Tuesday, April 21, 2009

Seeking a Literary Life

In trying to figure out my future, I’ve come to a crossroads – a paradox, even. I have read many books on writing, and story construction, and character, and theme, and so many levels of criticism of film and society, how it might or should or does fit into our lives. For those to try to create, there is often a personal intimacy that develops with your subject matter, to the point that pieces of the creator of a work or his/her experiences and emotions are embodied within what is created.

So many successful writers – myself not being one of them – have taken the (sometimes) noble and (sometimes) fulfilling challenge to pursue what is deemed a “literary life,” meaning, a life worth writing about. It’s common advice to common writers to “write what you know,” so changing your life to be exciting enough to fill your stories with exciting things, your imagination adding to real experience. This is a formidable task, and it seems like writing stories about not being able to write a story only works when you have the creative genius of Charlie Kaufman. And even then without enough confidence (your own or others’) in your work, and a great deal of luck, you won’t be getting a film made.

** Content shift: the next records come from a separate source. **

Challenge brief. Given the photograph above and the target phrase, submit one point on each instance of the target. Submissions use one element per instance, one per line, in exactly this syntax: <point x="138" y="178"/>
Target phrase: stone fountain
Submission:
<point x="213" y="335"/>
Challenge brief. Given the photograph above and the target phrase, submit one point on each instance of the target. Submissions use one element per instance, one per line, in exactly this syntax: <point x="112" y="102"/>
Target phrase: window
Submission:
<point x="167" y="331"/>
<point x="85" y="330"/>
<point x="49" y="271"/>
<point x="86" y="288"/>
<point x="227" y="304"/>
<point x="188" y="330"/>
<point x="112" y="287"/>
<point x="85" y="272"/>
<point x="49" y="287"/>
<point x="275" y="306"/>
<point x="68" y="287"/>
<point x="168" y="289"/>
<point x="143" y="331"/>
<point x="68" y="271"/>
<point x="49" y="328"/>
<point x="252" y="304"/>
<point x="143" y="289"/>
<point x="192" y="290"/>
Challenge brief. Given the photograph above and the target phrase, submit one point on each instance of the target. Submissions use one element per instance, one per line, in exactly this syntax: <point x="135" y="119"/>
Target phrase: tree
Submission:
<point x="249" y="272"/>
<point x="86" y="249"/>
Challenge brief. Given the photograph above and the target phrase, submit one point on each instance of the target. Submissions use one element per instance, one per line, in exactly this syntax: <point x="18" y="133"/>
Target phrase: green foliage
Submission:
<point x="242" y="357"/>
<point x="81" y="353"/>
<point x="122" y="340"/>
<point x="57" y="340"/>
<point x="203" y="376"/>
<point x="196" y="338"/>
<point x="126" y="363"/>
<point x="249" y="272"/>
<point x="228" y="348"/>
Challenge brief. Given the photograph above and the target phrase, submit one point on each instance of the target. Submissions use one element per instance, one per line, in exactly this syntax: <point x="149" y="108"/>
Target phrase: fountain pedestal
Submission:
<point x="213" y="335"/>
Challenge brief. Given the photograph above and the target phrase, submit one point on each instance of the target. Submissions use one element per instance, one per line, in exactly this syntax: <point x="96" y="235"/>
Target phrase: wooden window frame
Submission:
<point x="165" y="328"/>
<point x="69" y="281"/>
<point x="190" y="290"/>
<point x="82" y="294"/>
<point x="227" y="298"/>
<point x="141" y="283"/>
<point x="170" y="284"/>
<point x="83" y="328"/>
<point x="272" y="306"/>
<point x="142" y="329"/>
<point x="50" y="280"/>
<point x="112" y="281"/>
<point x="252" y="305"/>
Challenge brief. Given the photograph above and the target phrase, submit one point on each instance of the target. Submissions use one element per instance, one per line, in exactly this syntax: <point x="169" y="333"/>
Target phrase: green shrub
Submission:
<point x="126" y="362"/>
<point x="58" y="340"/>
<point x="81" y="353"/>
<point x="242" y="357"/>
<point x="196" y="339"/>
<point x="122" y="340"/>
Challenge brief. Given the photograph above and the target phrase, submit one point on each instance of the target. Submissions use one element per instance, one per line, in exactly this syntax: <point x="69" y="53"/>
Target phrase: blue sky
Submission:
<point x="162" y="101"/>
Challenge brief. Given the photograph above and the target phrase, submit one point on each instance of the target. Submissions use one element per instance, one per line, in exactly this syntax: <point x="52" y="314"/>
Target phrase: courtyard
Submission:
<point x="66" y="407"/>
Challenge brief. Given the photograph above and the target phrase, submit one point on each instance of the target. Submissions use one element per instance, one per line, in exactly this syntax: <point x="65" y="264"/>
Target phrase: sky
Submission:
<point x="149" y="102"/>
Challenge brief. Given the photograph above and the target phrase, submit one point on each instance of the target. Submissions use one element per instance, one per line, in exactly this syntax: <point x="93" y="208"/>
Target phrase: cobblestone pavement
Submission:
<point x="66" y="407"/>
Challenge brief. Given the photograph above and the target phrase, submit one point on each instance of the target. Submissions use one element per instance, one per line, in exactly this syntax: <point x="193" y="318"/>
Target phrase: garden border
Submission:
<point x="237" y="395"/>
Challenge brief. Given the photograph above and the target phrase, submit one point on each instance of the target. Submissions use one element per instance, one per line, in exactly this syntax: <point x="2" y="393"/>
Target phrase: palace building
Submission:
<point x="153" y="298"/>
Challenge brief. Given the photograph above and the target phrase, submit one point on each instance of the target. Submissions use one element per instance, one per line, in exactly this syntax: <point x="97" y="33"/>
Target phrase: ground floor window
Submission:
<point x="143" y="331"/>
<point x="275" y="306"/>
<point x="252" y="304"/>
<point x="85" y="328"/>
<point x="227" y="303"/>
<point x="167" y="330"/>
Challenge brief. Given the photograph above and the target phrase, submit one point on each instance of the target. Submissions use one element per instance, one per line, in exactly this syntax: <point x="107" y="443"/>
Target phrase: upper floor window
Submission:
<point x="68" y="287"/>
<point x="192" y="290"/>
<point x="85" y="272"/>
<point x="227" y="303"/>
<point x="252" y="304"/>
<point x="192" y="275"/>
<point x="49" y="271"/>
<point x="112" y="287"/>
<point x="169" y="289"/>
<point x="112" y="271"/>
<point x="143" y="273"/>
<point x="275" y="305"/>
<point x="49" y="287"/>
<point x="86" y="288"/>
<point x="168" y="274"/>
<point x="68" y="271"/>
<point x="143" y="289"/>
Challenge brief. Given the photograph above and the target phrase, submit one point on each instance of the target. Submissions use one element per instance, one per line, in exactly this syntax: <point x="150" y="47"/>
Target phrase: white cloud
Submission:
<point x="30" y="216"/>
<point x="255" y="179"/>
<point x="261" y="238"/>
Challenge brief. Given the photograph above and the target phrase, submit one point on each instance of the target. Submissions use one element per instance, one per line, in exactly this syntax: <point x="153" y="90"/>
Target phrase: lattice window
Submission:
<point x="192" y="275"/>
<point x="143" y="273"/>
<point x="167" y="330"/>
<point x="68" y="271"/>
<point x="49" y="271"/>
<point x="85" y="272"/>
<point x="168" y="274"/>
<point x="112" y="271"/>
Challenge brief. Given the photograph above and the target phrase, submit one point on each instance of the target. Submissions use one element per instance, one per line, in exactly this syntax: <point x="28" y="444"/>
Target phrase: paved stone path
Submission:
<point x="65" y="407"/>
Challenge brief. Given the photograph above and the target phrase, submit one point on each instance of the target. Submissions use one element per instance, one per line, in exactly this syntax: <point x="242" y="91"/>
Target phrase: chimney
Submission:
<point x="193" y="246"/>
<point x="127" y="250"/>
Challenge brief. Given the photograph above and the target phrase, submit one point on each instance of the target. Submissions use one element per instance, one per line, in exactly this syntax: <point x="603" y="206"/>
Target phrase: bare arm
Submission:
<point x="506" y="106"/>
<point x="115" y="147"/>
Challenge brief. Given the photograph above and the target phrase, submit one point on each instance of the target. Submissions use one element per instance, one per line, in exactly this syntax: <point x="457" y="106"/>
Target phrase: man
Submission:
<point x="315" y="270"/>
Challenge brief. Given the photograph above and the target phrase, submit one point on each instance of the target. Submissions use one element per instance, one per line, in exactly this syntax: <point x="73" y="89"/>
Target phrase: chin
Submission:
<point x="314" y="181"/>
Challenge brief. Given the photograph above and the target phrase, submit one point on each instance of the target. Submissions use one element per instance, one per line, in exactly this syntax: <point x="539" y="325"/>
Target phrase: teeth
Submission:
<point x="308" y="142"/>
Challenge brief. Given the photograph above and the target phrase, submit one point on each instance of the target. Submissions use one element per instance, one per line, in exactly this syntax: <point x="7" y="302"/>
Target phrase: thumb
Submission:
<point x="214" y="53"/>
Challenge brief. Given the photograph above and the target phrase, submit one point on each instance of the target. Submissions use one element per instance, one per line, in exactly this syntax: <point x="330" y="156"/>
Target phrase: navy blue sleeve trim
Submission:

Shouldn’t everyone try to live a literary life? Not settle and take chances like the hero of our own narrative?

Yes, but it’s complicated. Because even when everything boils down to personal choice to act or to not act, everyone’s situation is different, and those differences can mean drastically different outcomes for the person who thinks they can copy another writer’s path to success.

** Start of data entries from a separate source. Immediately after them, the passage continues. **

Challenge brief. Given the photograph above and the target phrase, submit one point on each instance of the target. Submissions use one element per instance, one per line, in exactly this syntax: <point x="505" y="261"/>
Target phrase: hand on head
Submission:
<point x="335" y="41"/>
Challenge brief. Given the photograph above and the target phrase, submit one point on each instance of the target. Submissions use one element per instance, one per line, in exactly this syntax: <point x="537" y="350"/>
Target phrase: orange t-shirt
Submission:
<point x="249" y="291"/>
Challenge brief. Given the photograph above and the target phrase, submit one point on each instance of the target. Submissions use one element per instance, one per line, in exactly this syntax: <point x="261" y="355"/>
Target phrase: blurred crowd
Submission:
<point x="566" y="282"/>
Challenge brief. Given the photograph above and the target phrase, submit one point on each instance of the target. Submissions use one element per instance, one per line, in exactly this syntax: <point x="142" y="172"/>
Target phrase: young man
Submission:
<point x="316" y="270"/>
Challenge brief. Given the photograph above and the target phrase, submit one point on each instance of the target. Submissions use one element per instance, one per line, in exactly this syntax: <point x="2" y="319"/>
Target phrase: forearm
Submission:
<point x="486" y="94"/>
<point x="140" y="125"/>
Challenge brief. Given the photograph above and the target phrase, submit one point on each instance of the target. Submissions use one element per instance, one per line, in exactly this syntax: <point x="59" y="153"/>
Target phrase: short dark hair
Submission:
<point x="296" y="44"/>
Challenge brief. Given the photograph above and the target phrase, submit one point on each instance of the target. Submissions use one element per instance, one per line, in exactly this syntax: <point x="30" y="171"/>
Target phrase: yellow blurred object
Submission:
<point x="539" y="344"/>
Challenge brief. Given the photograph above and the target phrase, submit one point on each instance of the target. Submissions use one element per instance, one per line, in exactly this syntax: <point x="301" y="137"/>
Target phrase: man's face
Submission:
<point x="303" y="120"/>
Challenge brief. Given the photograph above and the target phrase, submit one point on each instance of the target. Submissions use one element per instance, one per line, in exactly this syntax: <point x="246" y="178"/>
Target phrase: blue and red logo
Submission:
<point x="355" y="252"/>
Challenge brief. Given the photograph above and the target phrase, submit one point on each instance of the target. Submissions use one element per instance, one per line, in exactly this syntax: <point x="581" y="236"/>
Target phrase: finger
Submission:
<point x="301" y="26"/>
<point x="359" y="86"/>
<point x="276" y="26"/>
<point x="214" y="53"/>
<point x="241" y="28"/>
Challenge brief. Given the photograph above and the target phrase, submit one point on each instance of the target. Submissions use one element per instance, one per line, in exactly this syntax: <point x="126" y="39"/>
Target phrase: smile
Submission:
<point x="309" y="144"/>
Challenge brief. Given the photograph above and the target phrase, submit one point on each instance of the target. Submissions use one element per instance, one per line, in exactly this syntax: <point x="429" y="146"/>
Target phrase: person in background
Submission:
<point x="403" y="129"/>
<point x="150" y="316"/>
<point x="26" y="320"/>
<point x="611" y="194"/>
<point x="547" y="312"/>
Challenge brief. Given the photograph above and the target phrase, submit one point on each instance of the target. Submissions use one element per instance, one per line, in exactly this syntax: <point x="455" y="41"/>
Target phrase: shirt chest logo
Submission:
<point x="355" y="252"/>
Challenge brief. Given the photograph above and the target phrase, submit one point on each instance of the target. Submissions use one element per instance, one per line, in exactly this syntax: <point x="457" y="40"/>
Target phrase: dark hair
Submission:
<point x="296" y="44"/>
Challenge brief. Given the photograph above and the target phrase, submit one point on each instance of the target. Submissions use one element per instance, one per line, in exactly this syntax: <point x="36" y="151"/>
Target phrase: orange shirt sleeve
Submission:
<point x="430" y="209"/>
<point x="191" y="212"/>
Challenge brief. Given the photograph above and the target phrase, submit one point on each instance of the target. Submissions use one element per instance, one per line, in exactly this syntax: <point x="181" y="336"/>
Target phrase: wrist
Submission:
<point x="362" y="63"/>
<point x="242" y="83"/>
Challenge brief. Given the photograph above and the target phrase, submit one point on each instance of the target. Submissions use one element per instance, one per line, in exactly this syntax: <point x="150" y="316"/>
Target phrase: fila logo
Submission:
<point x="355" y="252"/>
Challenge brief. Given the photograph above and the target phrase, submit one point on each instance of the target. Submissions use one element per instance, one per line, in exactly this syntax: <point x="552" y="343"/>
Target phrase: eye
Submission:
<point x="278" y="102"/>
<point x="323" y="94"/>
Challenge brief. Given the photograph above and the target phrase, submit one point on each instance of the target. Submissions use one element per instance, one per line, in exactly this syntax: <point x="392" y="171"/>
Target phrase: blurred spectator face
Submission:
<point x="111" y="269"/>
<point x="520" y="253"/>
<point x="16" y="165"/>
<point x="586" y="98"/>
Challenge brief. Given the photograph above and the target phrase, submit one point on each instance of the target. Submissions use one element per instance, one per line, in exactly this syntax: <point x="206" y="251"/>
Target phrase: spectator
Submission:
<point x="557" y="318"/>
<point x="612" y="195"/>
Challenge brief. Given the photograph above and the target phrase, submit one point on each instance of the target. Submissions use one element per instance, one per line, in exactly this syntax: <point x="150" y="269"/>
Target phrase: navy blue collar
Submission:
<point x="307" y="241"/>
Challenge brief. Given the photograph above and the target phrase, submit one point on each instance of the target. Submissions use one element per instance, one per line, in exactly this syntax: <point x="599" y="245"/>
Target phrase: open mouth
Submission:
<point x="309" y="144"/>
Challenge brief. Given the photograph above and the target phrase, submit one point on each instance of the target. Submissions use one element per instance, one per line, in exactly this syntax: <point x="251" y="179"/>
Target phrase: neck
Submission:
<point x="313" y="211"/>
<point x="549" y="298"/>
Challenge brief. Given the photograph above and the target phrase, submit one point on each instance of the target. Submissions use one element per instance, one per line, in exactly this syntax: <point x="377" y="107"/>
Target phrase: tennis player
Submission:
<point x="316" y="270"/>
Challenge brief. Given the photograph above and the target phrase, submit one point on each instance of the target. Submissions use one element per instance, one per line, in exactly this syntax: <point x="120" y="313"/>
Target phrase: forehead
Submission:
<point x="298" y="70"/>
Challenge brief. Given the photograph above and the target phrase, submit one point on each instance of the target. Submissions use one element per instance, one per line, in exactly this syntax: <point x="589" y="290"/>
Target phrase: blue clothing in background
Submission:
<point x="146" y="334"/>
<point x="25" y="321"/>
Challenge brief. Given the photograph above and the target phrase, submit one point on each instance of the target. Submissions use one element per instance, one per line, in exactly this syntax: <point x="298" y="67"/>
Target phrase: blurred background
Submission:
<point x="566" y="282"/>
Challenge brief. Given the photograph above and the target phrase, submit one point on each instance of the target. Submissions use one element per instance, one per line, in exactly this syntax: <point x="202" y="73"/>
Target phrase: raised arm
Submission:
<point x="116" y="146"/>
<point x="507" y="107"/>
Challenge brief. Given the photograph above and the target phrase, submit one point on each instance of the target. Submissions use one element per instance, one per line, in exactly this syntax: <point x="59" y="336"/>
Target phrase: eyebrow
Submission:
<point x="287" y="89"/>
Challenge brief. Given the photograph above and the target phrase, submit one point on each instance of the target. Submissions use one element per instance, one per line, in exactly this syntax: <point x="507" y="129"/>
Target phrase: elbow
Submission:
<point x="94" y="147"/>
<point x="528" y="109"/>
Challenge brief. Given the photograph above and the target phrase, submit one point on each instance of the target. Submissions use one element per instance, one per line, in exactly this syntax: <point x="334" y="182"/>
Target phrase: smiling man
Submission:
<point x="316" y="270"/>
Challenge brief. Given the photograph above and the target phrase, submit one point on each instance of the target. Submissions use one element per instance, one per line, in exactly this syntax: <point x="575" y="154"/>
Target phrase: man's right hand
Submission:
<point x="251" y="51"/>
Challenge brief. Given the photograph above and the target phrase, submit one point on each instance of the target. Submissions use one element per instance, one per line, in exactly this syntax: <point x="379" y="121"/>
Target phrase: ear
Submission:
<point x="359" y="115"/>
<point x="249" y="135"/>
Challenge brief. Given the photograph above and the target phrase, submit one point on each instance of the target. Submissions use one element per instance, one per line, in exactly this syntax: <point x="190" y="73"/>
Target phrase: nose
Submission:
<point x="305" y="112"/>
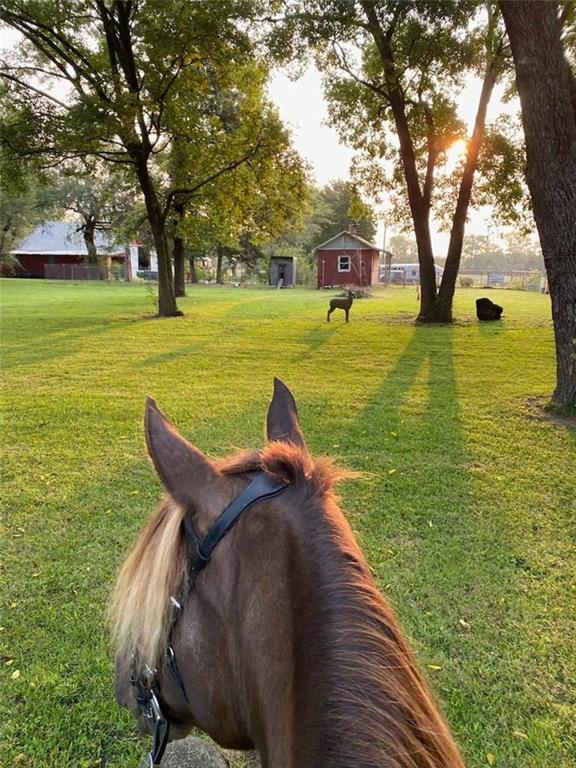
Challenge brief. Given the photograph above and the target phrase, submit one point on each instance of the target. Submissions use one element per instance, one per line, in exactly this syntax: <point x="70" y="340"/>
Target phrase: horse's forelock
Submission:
<point x="156" y="566"/>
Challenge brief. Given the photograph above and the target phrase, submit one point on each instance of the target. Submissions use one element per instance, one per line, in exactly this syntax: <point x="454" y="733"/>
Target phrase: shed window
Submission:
<point x="343" y="263"/>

As I was perennially trying to rework a semi-autobiographical feature film idea, I realized how every new element added was somehow related to new developments in my own life. Consequently, once I fell in love 9 months ago it became incredibly hard to include a realistic, anti-romantic element with my story. Though I plodded on in an attempt to get that missing piece that would solve all of my problems and write the screenplay for me, I asked the question: maybe my attachment and desire to write this story – and my inability to do the same – has to do with the need to psychoanalyze myself from a slight distance and discover how I – or my story’s hero – was going to find fulfillment and happiness.

But was I living a literary life? No – I was standing still in the muck of my own confusion. Write characters that you can relate to, and create a life worthy of a cinematic hero. Those two things started to appear as opposites to me, especially as I learned more about what the actual life of a screenwriter is like, not to mention the inevitable changes to the industry (read: corporate philosophy and solely bottom-line driven motives) that are squeezing the opportunity for artists who don’t want to starve until the hereditarily rich and untalented bestow their praises.

So, what now? Adapt. I’ll continue to love quality films and great stories, but I’m moving in a direction that can’t involve submitting to a broken and dying system.

It involves writing my new story through action, and not behind the protection of that ingenious screenplay that I just might finish someday.